Скажи изюм
Шрифт:
Огородников отослал членский билет по почте, даже не сопроводив запиской. Вдруг среди «изюмовцев» начался разброд. Иные говорили, что он не имел права один выходить. Надо было всем выходить, а теперь он, видите ли, один такой оказался мученик. Другие говорили – не поздно и сейчас, давайте соберем пресс-конференцию и объявим массовый выход. «Коры» пришли в возбуждение. «Вечерняя Москва» напечатала подборку писем трудящихся под заголовком «Порнография духа», гневно разоблачающую таинственный, никем из трудящихся не виденный фотоальбом. Вдруг среди бела дня загорелась студия мастера Цукера. После пожара комитет ветеранов жилищно-эксплуатационной конторы потребовал выселения пострадавшего
В один из дней, заполненных подобным хламом, вдруг прозвучал звонок полузабытого человека, Славы Германа. Он глухо и мрачно в своем стиле похохатывал: что-то вы, братцы, обо мне забыли, думаете, я тоже в космос свалил.
Германа издавна сопрягали с Древесным, еще со времен молодой дружбы и первой выставки в Музее транспорта. Герман и Древесный – на выставку тогда обалдевшая валила вся Москва. От пылкой дружбы давно уже и угольков не осталось. Однако при имени Древесный неприменно выплывает и имя Герман, и наоборот.
Вообрази, Ого, ха-ха-ха, болею, хо-хо-хо, и бочонок рому, может быть, заедешь? Хреновато чувствую себя, а поговорить трэба. «Хохлизмы» были коронным номером Славы Германа, все эти неизвестно откуда взявшиеся «нэ трэба», «разжуваты», «по-пэрэд батьки»…
Он жил, разумеется, в коммунальной квартире, иначе и быть не могло. Большущая, сто раз перестроенная и перегороженная, но все же сохранившая что-то от «барских времен» квартира на Чистых прудах. Полдюжины звонков на дверях. Максим подумал, что не был здесь уже несколько лет, а так как все прошлые посещения проходили в пьяной вьюге, то он попросту и не помнит Славкину квартиру.

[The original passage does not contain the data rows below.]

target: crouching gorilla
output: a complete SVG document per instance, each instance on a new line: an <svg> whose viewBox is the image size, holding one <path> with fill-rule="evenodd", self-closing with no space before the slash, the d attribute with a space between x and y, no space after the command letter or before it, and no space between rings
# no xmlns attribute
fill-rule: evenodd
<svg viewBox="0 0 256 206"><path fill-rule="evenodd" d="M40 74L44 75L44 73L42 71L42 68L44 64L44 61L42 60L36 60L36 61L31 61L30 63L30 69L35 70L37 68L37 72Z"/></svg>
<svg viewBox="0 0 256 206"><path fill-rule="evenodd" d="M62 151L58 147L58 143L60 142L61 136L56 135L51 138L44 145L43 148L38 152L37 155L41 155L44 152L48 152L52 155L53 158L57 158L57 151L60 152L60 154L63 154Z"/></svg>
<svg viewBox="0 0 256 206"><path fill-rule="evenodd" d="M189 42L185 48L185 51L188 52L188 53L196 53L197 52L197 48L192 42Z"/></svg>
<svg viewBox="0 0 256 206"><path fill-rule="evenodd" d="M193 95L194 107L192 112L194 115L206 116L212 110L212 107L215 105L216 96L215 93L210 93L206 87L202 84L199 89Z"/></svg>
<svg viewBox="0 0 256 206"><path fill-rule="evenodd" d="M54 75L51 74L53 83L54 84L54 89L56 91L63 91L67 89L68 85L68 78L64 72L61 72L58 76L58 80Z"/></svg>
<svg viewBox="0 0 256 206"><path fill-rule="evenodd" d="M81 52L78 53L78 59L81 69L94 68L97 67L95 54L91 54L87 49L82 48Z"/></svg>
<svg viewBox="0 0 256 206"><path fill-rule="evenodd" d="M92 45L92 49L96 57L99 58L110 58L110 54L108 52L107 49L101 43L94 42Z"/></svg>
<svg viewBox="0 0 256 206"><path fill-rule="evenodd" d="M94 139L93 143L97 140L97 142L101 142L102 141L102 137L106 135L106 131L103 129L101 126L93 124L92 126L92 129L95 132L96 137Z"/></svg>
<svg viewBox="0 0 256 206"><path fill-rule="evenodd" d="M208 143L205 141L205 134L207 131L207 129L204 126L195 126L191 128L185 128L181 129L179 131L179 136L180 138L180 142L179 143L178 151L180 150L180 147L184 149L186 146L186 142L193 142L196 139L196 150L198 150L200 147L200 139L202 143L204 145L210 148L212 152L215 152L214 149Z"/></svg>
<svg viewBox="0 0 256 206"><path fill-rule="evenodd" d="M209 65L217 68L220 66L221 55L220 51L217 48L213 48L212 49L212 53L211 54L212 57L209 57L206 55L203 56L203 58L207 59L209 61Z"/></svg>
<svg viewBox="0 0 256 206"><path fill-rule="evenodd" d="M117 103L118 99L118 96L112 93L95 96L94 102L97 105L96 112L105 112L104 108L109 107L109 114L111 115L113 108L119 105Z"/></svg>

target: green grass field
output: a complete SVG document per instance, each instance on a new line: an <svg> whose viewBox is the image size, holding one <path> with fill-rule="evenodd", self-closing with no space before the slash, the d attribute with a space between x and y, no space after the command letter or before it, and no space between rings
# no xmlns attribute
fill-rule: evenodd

Дверь открыла соседка, завитая, да еще и в египетском несусветном халате. Дохнула здоровенной дозой коньяку. Максимка, ты? Оказывается, я здесь еще и Максимка! Как хорошо, что ты пришел! Прижавшись мягким боком к выпирающему огородниковскому мослу, дама повела его по столь типичному, почти кинематографическому – студии имени Горького – коридору с обязательным, к стене подвешенным велосипедом древней модели, мимо тазов с замоченным бельем, репродукций из «Огоньков Москвы», среди которых мелькнула тошнотворная, та, что, казалось, уже не повторится, «Снова двойка», мимо общего фикуса, свидетеля первой пятилетки, и общего кота-мухолова. Ему это сейчас очень нужно, жарко шептала соседка и в глубину куда-то кричала: это Максим пришел, Максим! Квартира, оказывается, его помнила.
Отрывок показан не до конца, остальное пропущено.